2. Bij algemene maatregel van bestuur worden regels gesteld over de vergoeding.
3. De hoogte van de vergoeding wordt bij ministeriële regeling vastgesteld.
4. Onze Minister kan de verschuldigde bedragen invorderen bij dwangbevel. Titel 4.4, met uitzondering van de artikelen 4:85 en 4:95, van de Algemene wet bestuursrecht is, voor zover al niet van toepassing, van overeenkomstige toepassing.
5. Voor zover een door Onze Minister in rekening gebracht bedrag verplicht tot betaling van een geldsom, komt deze geldsom toe aan de Staat der Nederlanden."
Mijnbouwbesluit
Artikel 161a
1 De bedragen, verschuldigd op grond van artikel 133, eerste lid, van de wet zijn vaste bedragen.
(…)
3 De bedragen die krachtens artikel 133, eerste lid, onderdeel b, van de wet in rekening worden gebracht voor de uitvoering van taken door de inspecteur-generaal der mijnen en de bedragen die krachtens het eerste lid in rekening worden gebracht worden onderscheiden:
a. per exploitant, eigenaar of netbeheerder, waarbij een onderscheid kan worden gemaakt tussen actieve en niet-actieve exploitanten of eigenaren;
b. per activiteit, en
c. afhankelijk van de locatie op land of op zee, de eigenschappen en de grootte van de productie- installatie, de niet-productie-installatie, de pijpleiding of het gastransportnet, bedoeld in artikel 1, eerste lid, onderdeel d, van de Gaswet.

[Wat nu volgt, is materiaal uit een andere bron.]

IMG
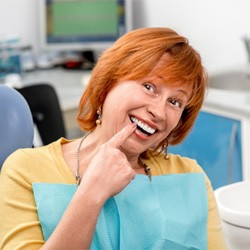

4 Onze Minister brengt de bedragen in rekening en verzendt een beschikking daartoe aan de desbetreffende exploitant, eigenaar of netbeheerder.
Mijnbouwregeling
Artikel 12.2
De vergoeding, bedoeld in artikel 133, eerste lid, van de wet bedraagt de vergoeding, bedoeld in bijlage 15.
Bijlage 15
C. De vergoeding, bedoeld in artikel 133, eerste lid, onderdeel b, van de wet, in verband met een gastransportnet
De vergoeding die jaarlijks in rekening wordt gebracht bij:
a. een netbeheerder van een gastransportnet anders dan het landelijk gastransportnet, bedoeld in artikel 1, eerste lid, onderdeel n, van de Gaswet, met uitzondering van een gastransportnet met uitsluitend hoge druk gastransport, bedraagt: € 8,99 per jaar per 100 aansluitingen;
b. de netbeheerder van het landelijk gastransportnet, bedoeld in artikel 1, eerste lid, onderdeel n, van de Gaswet is gelijk aan het bedrag dat aan de netbeheerder, bedoeld onder a, met de meeste aansluitingen in rekening wordt gebracht;
c. de netbeheerder van een gastransportnet met uitsluitend hoge druk gastransport is gelijk aan het bedrag dat aan de netbeheerder, bedoeld onder a, met de minste aansluitingen in rekening wordt gebracht.